# New Makeup Addict Saying Hi!



## Polaris (Mar 31, 2011)

Hi everyone!

  	I'm a newly converted makeup addict.  I just bought my first MAC item (Viva Glam Gaga II Lipstick - just in case anyone asks!) and I fell in love with the world of makeup!  I've been trying to find new MAC things to buy and I stumbled upon this forum.  I'm glad I'm not the only one obsessed with makeup.   
	

	
	
		
		

		
			





  I'm still a student so makeup is definitely an indulgence when I can afford it.  I'm looking forward to chatting with you all!


----------



## LMD84 (Apr 1, 2011)

to the forum! i have gaga 2 lippie and it is lovely! enjoy!


----------



## Polaris (Apr 1, 2011)

LMD84 said:


> to the forum! i have gaga 2 lippie and it is lovely! enjoy!

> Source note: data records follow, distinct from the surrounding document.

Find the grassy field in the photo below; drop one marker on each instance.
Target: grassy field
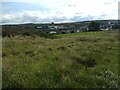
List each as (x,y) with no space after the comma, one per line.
(78,60)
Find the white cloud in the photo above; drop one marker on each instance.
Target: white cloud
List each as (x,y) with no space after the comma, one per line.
(65,10)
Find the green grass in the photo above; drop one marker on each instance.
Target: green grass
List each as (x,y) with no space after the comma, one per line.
(79,60)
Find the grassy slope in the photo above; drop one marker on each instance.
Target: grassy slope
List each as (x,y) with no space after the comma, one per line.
(87,59)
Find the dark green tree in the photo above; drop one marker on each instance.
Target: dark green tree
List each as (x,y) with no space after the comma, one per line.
(94,26)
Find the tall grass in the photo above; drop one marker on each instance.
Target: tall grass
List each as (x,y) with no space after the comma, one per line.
(81,60)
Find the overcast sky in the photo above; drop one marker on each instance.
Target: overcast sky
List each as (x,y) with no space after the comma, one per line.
(42,11)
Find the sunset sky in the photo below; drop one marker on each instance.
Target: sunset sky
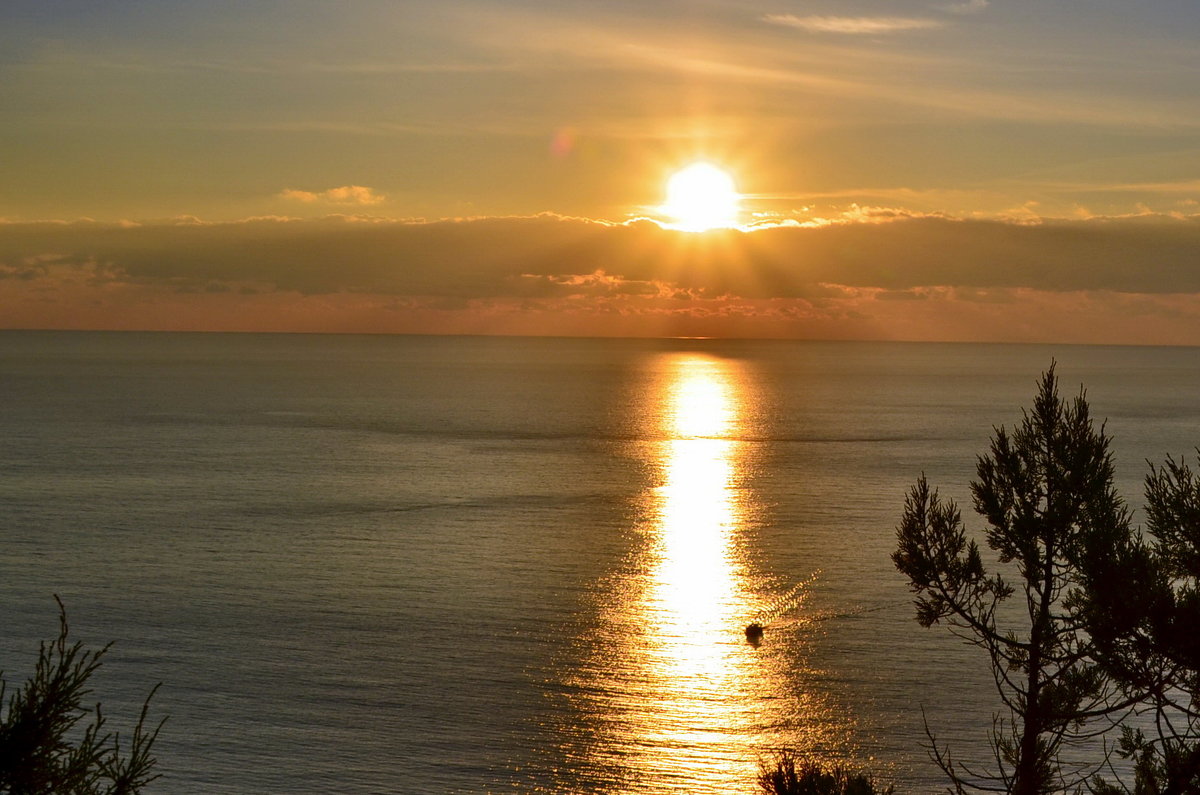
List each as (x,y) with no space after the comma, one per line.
(1003,169)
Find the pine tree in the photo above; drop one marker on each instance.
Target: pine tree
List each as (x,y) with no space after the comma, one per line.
(1044,491)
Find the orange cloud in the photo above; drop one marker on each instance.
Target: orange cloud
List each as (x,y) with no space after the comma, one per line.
(874,274)
(853,25)
(346,195)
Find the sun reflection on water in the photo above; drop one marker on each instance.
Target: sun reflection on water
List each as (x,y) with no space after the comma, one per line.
(683,703)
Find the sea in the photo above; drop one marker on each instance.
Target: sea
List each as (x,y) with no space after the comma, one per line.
(514,565)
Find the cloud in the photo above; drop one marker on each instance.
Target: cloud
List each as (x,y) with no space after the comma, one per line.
(853,25)
(873,274)
(502,257)
(970,6)
(357,195)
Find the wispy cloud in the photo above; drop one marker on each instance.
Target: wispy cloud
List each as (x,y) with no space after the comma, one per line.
(358,195)
(969,6)
(855,25)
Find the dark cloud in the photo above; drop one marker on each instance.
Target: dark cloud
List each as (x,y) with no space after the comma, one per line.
(547,255)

 	Thanks so much for the greeting!  I have a feeling that this forum is just going to keep feeding my addiction.  LOL


----------



## nunu (Apr 5, 2011)

Hello, welcome to the forum!


----------



## Shypo (Apr 6, 2011)

Hi Polaris!  I said a quick hello in my message to Coll - welcome to the site.  Given that all of us are makeup obessessed in one way or another, I'm sure you'll have fun!!


----------



## laylalovesmac (Apr 6, 2011)

Polaris! I, too, am a student, so makeup is an indulgence for me as well. I've found that Specktra has actually helped me save money because I know what products to pass. Or maybe not.


----------



## bis (Apr 7, 2011)

Welcome Polaris  My first MAC item was Greensmoke.


----------



## User38 (Apr 7, 2011)

mine was Marrakesh lipstick.. that should be in the Smithsonian by now.. lol


----------



## Polaris (Apr 8, 2011)

Thanks for the welcome everyone!  Hi back!


----------